Oatmeal: It contains a wide range of healthy and vital nutrients in appropriate proportions. Half a cup of this superfood provides 5 grams of bowel healthy fibre. It has also been found to increase levels of appetite regulating hormone, hence helping in controlling hunger. A bowl of oatmeal in skimmed milk is a heart and bowel healthy breakfast to kick start your day in the right way.
Water: Often when the body is thirsty we misinterpret the sign as a hunger pang and end up consuming extra calories. The next time you feel you are hungry, start with a glass of water. You might not feel the need to eat. Water also helps you stay hydrated and drinking a glass of water before meals is also a good practice to help control portions.
Apples: An apple is a perfect mid-afternoon snack. Apple contains stomach filling soluble fibre and sugar regulating pectin to help you stay full and also maintain energy levels. Finally, apples require lots of chewing time, which helps slow you down and gives your body more time to realize that you're no longer hungry. Plus, they just taste good!
Eggs: Eggs contain good quality protein and healthy fats which helps in keeping stomach full for longer. A breakfast with 2 egg whites,1 yolk is found to help control appetite from 24-36 hours.
Lemons: Have a sweet tooth you just can’t control?
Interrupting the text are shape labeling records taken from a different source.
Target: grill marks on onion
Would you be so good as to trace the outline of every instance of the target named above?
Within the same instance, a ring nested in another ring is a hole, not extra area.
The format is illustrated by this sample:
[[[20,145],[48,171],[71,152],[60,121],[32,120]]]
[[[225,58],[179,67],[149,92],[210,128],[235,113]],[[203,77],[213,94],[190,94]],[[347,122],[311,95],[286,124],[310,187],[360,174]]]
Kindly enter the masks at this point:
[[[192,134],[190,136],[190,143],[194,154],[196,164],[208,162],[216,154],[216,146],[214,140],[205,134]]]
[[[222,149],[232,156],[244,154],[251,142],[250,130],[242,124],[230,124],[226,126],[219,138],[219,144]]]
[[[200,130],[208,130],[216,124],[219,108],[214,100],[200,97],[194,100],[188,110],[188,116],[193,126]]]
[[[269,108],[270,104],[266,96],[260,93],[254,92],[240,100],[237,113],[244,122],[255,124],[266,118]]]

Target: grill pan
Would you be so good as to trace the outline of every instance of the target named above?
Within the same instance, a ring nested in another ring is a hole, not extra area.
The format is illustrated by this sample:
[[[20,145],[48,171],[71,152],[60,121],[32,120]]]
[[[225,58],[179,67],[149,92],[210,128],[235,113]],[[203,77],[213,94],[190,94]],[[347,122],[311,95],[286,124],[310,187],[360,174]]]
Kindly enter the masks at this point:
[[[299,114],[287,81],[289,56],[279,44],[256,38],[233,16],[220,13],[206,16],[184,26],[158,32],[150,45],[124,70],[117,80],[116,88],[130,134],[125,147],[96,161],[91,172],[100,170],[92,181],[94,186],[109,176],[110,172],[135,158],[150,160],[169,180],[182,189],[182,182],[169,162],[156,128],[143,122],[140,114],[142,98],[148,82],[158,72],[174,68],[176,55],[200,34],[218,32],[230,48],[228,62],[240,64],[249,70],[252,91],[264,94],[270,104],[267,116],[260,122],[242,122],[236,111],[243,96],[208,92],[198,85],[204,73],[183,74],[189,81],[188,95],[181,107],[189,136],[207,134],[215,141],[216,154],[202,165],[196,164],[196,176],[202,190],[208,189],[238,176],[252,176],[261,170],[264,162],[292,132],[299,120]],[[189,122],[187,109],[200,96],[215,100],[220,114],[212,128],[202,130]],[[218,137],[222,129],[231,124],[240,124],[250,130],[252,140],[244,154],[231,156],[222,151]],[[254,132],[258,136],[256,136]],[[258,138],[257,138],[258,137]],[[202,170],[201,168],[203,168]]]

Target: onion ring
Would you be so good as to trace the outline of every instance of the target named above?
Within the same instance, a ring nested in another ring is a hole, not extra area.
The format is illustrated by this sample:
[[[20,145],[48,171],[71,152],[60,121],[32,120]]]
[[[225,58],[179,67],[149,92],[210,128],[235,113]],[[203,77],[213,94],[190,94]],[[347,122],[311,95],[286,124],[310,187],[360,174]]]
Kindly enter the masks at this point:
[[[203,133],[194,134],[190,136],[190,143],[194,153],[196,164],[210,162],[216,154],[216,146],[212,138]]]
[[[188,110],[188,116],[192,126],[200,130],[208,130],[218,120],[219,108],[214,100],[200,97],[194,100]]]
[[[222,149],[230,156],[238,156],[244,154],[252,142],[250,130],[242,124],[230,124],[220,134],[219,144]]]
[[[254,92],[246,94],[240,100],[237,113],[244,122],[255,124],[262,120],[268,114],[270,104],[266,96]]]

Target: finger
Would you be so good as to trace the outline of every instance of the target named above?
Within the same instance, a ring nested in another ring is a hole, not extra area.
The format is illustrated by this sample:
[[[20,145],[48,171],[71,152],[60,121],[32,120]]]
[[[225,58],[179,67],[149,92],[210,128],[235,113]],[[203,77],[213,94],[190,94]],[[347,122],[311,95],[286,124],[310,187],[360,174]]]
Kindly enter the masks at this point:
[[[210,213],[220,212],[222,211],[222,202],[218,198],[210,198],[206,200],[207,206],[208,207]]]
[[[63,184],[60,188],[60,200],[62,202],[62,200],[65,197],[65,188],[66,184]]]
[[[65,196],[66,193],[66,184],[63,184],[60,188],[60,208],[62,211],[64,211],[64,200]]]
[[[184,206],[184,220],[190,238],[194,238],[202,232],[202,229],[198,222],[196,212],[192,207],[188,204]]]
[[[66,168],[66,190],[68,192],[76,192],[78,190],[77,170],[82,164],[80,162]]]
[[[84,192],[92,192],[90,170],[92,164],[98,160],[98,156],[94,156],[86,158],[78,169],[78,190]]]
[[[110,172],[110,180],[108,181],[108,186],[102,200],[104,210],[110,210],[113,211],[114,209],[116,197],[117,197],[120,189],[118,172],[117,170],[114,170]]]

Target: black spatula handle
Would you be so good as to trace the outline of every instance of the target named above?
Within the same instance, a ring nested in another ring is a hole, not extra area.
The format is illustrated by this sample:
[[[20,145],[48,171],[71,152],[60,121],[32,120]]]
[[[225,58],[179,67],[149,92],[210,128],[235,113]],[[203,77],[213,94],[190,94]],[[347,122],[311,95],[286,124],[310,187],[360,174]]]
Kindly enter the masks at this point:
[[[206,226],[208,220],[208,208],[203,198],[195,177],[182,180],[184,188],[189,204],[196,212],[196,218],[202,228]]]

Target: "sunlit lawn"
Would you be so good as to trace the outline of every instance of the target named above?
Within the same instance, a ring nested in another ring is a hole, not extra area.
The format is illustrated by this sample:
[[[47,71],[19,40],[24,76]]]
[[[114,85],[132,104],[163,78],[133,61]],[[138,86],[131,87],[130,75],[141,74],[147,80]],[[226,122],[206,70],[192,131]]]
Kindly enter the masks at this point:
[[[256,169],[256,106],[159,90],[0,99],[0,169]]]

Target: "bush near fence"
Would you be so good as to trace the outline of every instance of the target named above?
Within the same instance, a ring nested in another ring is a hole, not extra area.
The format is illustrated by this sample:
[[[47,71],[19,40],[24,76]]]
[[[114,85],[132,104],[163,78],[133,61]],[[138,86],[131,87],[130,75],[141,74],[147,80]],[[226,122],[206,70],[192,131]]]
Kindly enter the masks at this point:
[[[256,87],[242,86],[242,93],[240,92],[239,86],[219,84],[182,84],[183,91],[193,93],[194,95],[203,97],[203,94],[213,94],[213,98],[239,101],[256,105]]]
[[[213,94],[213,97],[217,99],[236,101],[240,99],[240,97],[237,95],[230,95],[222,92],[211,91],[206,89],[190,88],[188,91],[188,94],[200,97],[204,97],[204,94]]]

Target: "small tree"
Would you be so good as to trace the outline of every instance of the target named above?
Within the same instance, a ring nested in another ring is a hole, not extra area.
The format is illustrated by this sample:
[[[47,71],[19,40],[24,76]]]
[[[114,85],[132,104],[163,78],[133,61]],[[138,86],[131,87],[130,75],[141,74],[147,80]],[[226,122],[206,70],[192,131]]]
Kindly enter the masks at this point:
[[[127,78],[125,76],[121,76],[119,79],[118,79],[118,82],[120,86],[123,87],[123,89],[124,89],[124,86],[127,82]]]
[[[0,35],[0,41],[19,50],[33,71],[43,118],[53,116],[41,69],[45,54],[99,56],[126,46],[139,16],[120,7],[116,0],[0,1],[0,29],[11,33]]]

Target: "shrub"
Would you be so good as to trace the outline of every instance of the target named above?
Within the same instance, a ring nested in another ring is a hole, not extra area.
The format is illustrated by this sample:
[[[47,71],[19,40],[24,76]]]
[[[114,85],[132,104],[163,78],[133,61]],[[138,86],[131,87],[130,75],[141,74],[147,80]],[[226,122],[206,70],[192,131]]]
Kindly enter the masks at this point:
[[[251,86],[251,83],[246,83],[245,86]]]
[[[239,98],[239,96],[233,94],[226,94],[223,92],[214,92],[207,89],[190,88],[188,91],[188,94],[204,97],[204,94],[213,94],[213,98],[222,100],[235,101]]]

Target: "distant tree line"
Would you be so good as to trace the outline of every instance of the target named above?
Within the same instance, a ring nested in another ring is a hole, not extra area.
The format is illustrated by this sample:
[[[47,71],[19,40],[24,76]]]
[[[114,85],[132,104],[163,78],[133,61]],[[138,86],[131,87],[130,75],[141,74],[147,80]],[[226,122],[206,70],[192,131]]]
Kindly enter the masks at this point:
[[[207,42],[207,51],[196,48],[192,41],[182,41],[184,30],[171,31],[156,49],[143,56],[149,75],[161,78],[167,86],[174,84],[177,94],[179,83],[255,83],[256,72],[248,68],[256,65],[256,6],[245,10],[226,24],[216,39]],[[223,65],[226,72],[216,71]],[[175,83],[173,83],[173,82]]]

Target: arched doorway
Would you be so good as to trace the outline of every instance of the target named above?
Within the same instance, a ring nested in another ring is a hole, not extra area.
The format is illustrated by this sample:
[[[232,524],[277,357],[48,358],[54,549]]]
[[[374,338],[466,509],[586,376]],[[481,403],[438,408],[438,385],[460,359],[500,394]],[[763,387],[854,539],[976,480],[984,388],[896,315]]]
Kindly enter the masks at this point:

Try having something sour. A salad with lemon dressing before meal or a glass of lemon water post meals can help you manage your sweet cravings and help you avoid extra calories.Soup: Studies have shown that those who start their meals with a cup of broth based vegetable soup consume fewer calories during their main course. Also, it is beneficial to maintain bowel strength and gives a healthy dose of fibre, vitamins and minerals.
Green Leafy Vegetables: These are nutrient packed powerhouses which are low in calories and rich in fibre which allows you to enjoy plentiful of these without being guilty of adding extra calories and hence keeping hunger at bay.
Spices: Adding Cinnamon in smoothies and tea, cloves and ginger in vegetable curries can help to control appetite. These spices help stabilize blood sugar levels and the meal is processed slowly hence keep you feeling of full for longer post a meal.
Flax-seeds: They are rich sources of omega 3 fatty acids and stomach filling fibre. Freshly grounded or whole, they can be added to curd, shakes and salads. A tsp of flax-seeds can help you stay satiated and fuelled at the same time.